Although it is hard to measure numbers, sources say that a reasonably large number of players lean toward setting no strike date, putting the onus on the owners to reach a settlement or face a public relations backlash.

The Appraisal

The baseball jury is still out on Donald Watkins' finances, but he could be doing Disney a favor if he is successful in getting Disney to lower its sale price on the Angels from $250 million to $200 million. At the latter figure, several other prospective buyers might jump in, including, it is believed, Peter Ueberroth.

Oh, Odalis

Raving about Dodger pitching as he left Dodger Stadium Thursday night after his Colorado Rockies had lost three of four games, Manager Clint Hurdle provided the Angels with something of a dire scouting report for their confrontation with Odalis Perez tonight.
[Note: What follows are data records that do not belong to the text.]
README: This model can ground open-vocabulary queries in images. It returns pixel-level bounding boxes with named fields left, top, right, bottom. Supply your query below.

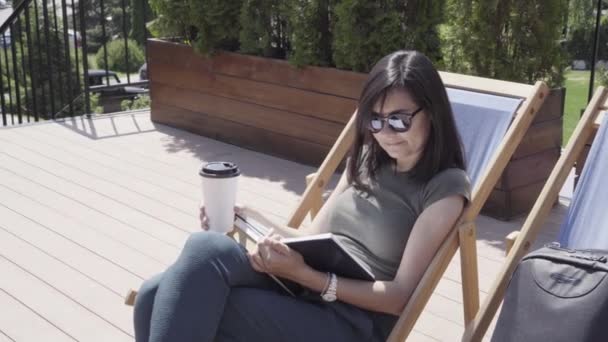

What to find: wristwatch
left=321, top=273, right=338, bottom=302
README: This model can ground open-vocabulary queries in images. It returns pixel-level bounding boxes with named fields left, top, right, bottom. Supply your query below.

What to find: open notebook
left=235, top=215, right=374, bottom=296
"It's kind of a slow death," Hurdle said, his Rockies having been victimized by Perez's second one-hitter of the year. "It's not like he blows you down like Randy Johnson. He comes at you quietly, and before you know it you have no pulse."

The Real Raul

Borrowing the script from his expletive-laced tirade at Davey Johnson and Kevin Malone, when they were all with the Dodgers four years ago, Toronto's Raul Mondesi blasted his manager, Carlos Tosca, and elevated his position on the trading block after he was benched Tuesday and Wednesday for reporting 10 minutes late to a team meeting.

Tosca, who may only be keeping the managerial seat warm for Oakland A's bench coach Ken Macha, insists that the Blue Jays play by his rules or they don't play.

That was too much for Mondesi, who said, "I play too hard in this game every ... day to have this ... happen to me. Now he try to be like too big. He only have two weeks in the big leagues. He never play professional. Why does he have to be like that with an everyday player for no reason. The same ... happened in L.A."

Mondesi began the weekend hitting .221. Pretty ... bad.

Lineup Change?

Interleague play ends today, with attendance up about 16% over the intraleague average, but San Diego Padre General Manager Kevin Towers has a reasonable suggestion that would enable fans to get an even better feel for how the game in the other league is played.

Towers favors a rules change that would reverse the current setup and have the designated hitter employed in interleague games in National League parks but no DH in American League parks.

"That way the fans of each league could really taste a game they're not used to seeing," reasoned Towers.